这时候,我的心里突然有了一种很不好的预感,这种预感让我烦躁不安,张皇失措。抬头望着灰蒙蒙的天,我有了一种想飞到天上的感觉,飞吧,飞吧,远远离开这个牢笼,离开这片土地,离开这里的人群。
我想保护他,好想,好想。

千菊的到来出乎我的意料,更出乎鹤的意料。
在我尚未来得及阻止之前,千菊挺着九个月的大肚子,出现了我和鹤日常盘桓的庭院。
拿着让我辨识的苦灸草,鹤垂着头,退到了我的身后。
"打扰了,正仁殿下!"几天不见,千菊的脸色好像好了许多。目光一转,她看见了我身后的鹤。
"殿下,请问您身后的这位先生就是天皇陛下为您延请的西席吗?"话虽问我,她的目光却胶着在了鹤的身上。

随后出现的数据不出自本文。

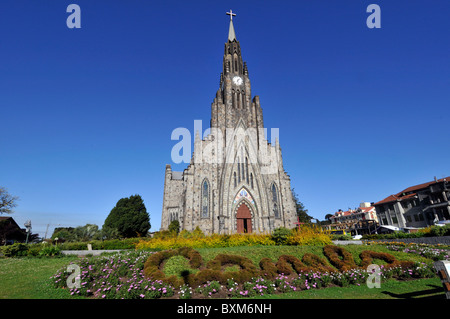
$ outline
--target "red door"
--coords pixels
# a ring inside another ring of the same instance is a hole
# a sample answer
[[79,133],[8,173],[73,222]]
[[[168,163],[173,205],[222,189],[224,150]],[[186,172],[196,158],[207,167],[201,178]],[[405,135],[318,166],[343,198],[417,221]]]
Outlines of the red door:
[[237,213],[237,232],[238,233],[251,233],[252,232],[252,214],[250,209],[245,203],[239,206]]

"姨母,您今天来是有什么事儿吗?"我不动声色,挡在了她和鹤的中间。
"啊!"她的脸红了一下,托着十分臃肿的身体向我走近了两步。
"那个。今天我来,是有一件事情想拜托殿下。"
"是吗,那么请姨母大人到前厅去谈吧。"我向鹤点了下头,拉着千菊的手就要走。
"不!"千菊一把扯住我的衣袖,"等一下,正仁!我是想请您帮我。"
为什么?我皱起了眉,望着一脸温柔又无比坚定的千菊阿姨。
"我想,请您允许,我要和您的这位老师单独交谈。"
"这......"
为什么她要和鹤谈?难道......?
鹤满脸困惑地看着我们。千菊望着他,点了点头。
"您为什么要单独同他交谈,可以给我一个解释吗?"沉吟了片刻,我问她,"您和我的老师如果孤男寡女一起,将会有不好的流言,作为一位皇族,我想我有责任维护皇族的声誉。"我也不能冒任何的风险。为了鹤,也为了千菊。
"您考虑得真是周到啊,不愧是陛下最看重的皇子。"千菊叹了一口气,转向鹤说道:"先生,请恕我冒昧,您的名字,我指的是您在中原用的名字可是叫‘去非'吗?"
"去非"?我记得,那天夜里,长川喊的不正是"非"吗!
"您、您怎么会知道?"鹤惊讶地问。
"因为,我是长川敬一郎的妻子啊!"千菊微微地笑着,温柔地目光穿过我的身体,落在了鹤的身上。
"是这样......"鹤扭过了头,长长的发坠落,遮住了他模糊不明的半个侧脸。
"我只是想和先生聊一聊,没有别的意思。可以吗?"问鹤,也问我。
沉默之后,是轻如落叶的叹息。手中的苦灸洒落了一地,鹤,静静地坐在地上。
"老师。"
我半跪在他的面前,执起了他的手。
"如果不愿意,请您回绝吧!"
"不用!"鹤拍拍我的手,"是大人总要承受一些事。逃避永远不是办法。"
"是吗?长川夫人。"鹤的眼睛闪动着耀眼的光芒。
"是呀!去非先生。"千菊微笑着点点头,也坐在了地上,鹤和我的对面。
"去非早就已经死了。"鹤从地上拾起一枝枯黄的苦灸,"现在在您面前的,只是一个叫做鹤的平凡的老师。"
"去非的心或许死了,可他的魂,"千菊指了指自己的胸口,"一直在这里,在一个人的这里,永远也无法消失。"
我望着端坐的两人,空气之中弥漫着某种气息,一种或许只有他们两人了解的气息。
"回去吧,鹤!"千菊伸出手,覆在了鹤的手上。
颤抖了一下,鹤抽回了自己的手。
"有些事,你不明白。"
"是的,我不明白,可是今天我亲眼看见了你,我就都明白了。"千菊的笑容里夹着一丝苦涩,"我曾经想,你将会是一个多么美丽妖娆的男人,可是当我远远地见到你的身影时,我对你的恨意竟然全都消失无踪了。"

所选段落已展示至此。